Né aiutano a chiarirsi le idee i segretari dei due maggiori partiti. Alfano schiera il Pdl “a favore delle liberalizzazioni”, salvo precisare che va preservato il modello italiano per “non uccidere mestieri e professioni”. Tradotto: teniamo vivo il patto consociativo della Seconda Repubblica per cui ognuno propone riforme che toccano gli elettori del blocco avversario, ma alla fine non si fa niente di fronte ai veti incrociati di questa o quella categoria. Bersani rivendica che è stato il governo Prodi “a cominciare con le liberalizzazioni che ora si cerca di spacciare per una novità”. Ma finge di non vedere che per Monti quelle misure sono solo uno dei tasselli di un programma complessivo di apertura e svecchiamento della società italiana, mentre per il governo Prodi avrebbero dovuto conciliarsi con la linea Damiano-Ferrero, con l’abolizione dello scalone e con le mancate riforme nel pubblico impiego, nella scuola e nell’università. E non è difficile prevedere che le parti tra Alfano e Bersani si invertiranno parlando di lavoro, col primo che preme sull’acceleratore e il secondo che mette in guardia da salti nel buio.

Il governo Monti ha un solo modo per sfuggire ai veti incrociati e ai ritardi della politica italiana. Andare avanti per la sua strada, presentando al paese e alla politica tutti i tasselli della sua piattaforma. Di fronte alle proteste di queste giorni, c’è una sola via d’uscita. Rilanciare. Altrimenti, come ha ammonito Luigi Zingales sul Sole, avranno ragione i tassisti a lamentarsi di venire immolati sull’altare di un cambiamento che si materializza solo per alcuni.

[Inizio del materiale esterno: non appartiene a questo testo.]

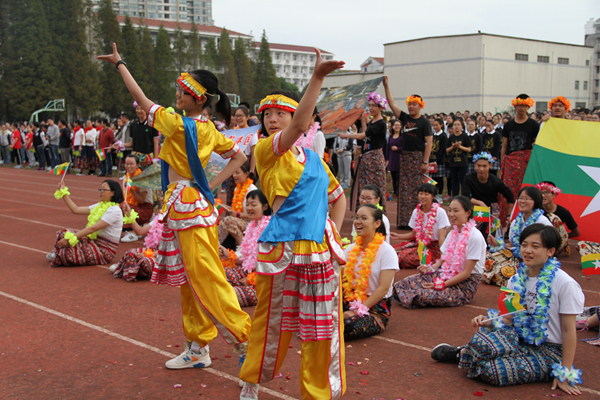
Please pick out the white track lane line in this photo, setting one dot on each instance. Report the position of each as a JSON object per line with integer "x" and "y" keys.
{"x": 136, "y": 342}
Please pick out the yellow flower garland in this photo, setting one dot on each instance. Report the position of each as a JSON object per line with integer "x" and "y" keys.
{"x": 240, "y": 193}
{"x": 359, "y": 292}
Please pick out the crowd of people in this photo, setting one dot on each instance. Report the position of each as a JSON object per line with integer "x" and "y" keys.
{"x": 274, "y": 241}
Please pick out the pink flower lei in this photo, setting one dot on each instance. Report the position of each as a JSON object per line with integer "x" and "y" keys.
{"x": 425, "y": 235}
{"x": 307, "y": 139}
{"x": 250, "y": 243}
{"x": 454, "y": 259}
{"x": 152, "y": 239}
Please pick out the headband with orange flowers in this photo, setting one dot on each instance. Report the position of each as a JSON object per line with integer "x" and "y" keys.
{"x": 518, "y": 101}
{"x": 560, "y": 99}
{"x": 415, "y": 99}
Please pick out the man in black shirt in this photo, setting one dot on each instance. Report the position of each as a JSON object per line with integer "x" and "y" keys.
{"x": 549, "y": 193}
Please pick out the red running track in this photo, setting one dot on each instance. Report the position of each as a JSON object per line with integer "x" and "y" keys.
{"x": 72, "y": 333}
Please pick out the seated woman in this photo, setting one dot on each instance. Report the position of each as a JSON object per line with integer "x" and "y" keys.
{"x": 503, "y": 259}
{"x": 536, "y": 345}
{"x": 558, "y": 215}
{"x": 97, "y": 243}
{"x": 370, "y": 194}
{"x": 138, "y": 199}
{"x": 138, "y": 263}
{"x": 453, "y": 280}
{"x": 242, "y": 275}
{"x": 235, "y": 224}
{"x": 368, "y": 276}
{"x": 429, "y": 223}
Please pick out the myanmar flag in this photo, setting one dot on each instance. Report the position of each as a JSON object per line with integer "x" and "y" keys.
{"x": 481, "y": 214}
{"x": 590, "y": 264}
{"x": 60, "y": 169}
{"x": 509, "y": 301}
{"x": 100, "y": 153}
{"x": 566, "y": 152}
{"x": 424, "y": 254}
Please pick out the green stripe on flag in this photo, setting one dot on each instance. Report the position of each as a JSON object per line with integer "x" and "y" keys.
{"x": 562, "y": 169}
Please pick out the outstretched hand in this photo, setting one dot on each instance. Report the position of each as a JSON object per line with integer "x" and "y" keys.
{"x": 325, "y": 67}
{"x": 113, "y": 58}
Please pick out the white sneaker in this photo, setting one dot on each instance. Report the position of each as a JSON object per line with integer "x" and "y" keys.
{"x": 129, "y": 237}
{"x": 50, "y": 256}
{"x": 190, "y": 359}
{"x": 249, "y": 391}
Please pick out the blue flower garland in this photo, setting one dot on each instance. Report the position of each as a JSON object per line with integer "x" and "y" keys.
{"x": 533, "y": 327}
{"x": 520, "y": 224}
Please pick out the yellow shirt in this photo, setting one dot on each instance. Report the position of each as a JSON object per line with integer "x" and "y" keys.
{"x": 173, "y": 150}
{"x": 280, "y": 171}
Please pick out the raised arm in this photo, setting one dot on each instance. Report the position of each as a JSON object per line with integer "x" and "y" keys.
{"x": 131, "y": 84}
{"x": 306, "y": 107}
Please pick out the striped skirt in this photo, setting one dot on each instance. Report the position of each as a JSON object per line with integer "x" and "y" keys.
{"x": 502, "y": 358}
{"x": 87, "y": 252}
{"x": 409, "y": 292}
{"x": 134, "y": 265}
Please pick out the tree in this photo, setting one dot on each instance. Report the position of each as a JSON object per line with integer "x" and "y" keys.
{"x": 165, "y": 76}
{"x": 228, "y": 81}
{"x": 285, "y": 85}
{"x": 132, "y": 54}
{"x": 180, "y": 51}
{"x": 147, "y": 52}
{"x": 115, "y": 97}
{"x": 265, "y": 78}
{"x": 211, "y": 56}
{"x": 195, "y": 47}
{"x": 244, "y": 71}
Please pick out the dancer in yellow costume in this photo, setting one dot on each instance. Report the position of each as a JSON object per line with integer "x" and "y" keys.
{"x": 299, "y": 253}
{"x": 188, "y": 254}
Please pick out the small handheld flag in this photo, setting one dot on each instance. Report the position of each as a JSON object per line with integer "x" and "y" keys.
{"x": 481, "y": 214}
{"x": 100, "y": 154}
{"x": 590, "y": 264}
{"x": 424, "y": 254}
{"x": 509, "y": 301}
{"x": 60, "y": 169}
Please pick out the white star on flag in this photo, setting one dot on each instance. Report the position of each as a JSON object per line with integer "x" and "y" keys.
{"x": 594, "y": 205}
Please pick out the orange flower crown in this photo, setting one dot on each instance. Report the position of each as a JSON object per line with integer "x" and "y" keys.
{"x": 561, "y": 99}
{"x": 415, "y": 99}
{"x": 517, "y": 102}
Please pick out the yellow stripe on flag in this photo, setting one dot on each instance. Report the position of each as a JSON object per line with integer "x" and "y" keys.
{"x": 557, "y": 134}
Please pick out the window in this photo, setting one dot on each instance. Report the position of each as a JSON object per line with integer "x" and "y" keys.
{"x": 521, "y": 57}
{"x": 545, "y": 59}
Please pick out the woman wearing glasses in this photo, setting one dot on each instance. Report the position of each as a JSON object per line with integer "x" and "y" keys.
{"x": 368, "y": 276}
{"x": 503, "y": 259}
{"x": 97, "y": 243}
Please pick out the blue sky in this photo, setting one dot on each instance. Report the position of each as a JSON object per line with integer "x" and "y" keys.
{"x": 354, "y": 30}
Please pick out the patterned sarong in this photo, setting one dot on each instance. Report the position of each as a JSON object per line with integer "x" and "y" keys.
{"x": 87, "y": 252}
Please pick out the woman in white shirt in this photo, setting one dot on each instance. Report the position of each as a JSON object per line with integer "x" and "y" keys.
{"x": 97, "y": 243}
{"x": 453, "y": 280}
{"x": 368, "y": 276}
{"x": 538, "y": 343}
{"x": 237, "y": 221}
{"x": 501, "y": 265}
{"x": 429, "y": 223}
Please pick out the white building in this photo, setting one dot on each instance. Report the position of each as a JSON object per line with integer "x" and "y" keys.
{"x": 592, "y": 38}
{"x": 372, "y": 64}
{"x": 199, "y": 12}
{"x": 294, "y": 63}
{"x": 483, "y": 72}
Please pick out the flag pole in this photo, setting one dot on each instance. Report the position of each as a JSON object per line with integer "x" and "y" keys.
{"x": 503, "y": 315}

Ci sono settori da cui provengono molti membri del governo (università, banche, alta dirigenza della pubblica amministrazione) in cui ci sono rendite da sfoltire. Perché non affrontare il tema dell’apertura del settore bancario, sciogliendo il nodo della separazione tra fondazioni e banche? Perché non proporre una terapia shock per l’università, con il 25% delle risorse assegnate valutando la ricerca, l’abolizione del valore legale, la liberalizzazione di reclutamento e stipendi? Perché non dare un’occhiata alla lista dei consigli d’amministrazione (per lo più composti da ex politici o tecnici specializzati in relazioni romane) di questi enti censiti dall’Istat? Fermo restando che una seria attività di spending review dovrebbe capirne l’effettiva utilità, perché non cominciare proprio sfoltendo i consigli e portando enti affini sotto un unico centro di indirizzo? E ci sono macro riforme che non possono più aspettare. L’allargamento del welfare a tutti i lavoratori. La riforma del lavoro: non per aumentare l’occupazione (perché su questo hanno ragione i laburisti del Pd nel dire che la flessibilità in uscita non aumenta gli stock occupazionali), ma per aumentare la mobilità, favorire le riallocazioni produttive e aumentare la produttività. L’abolizione di ogni aiuto discrezionale alle imprese riducendo in egual misura il carico fiscale.

A quel punto, non ci sarebbero più alibi per partiti e forze sociali. E si capirebbe se l’Italia è pronta a cambiare davvero, o sta solo facendo finta in attesa che i mercati si scordino del suo debito e della sua crescita stagnante. A quel punto, anche il Pd dovrebbe decidere se abbracciare con vigore le riforme Monti, inserendole in una prospettiva di cambiamento che coniughi mobilità sociale ed eguaglianza delle opportunità, o aspettare che lo faccia qualcun’altro. Perché una delle poche leggi infallibili della politica è che quando si crea un vuoto, qualcuno lo riempie.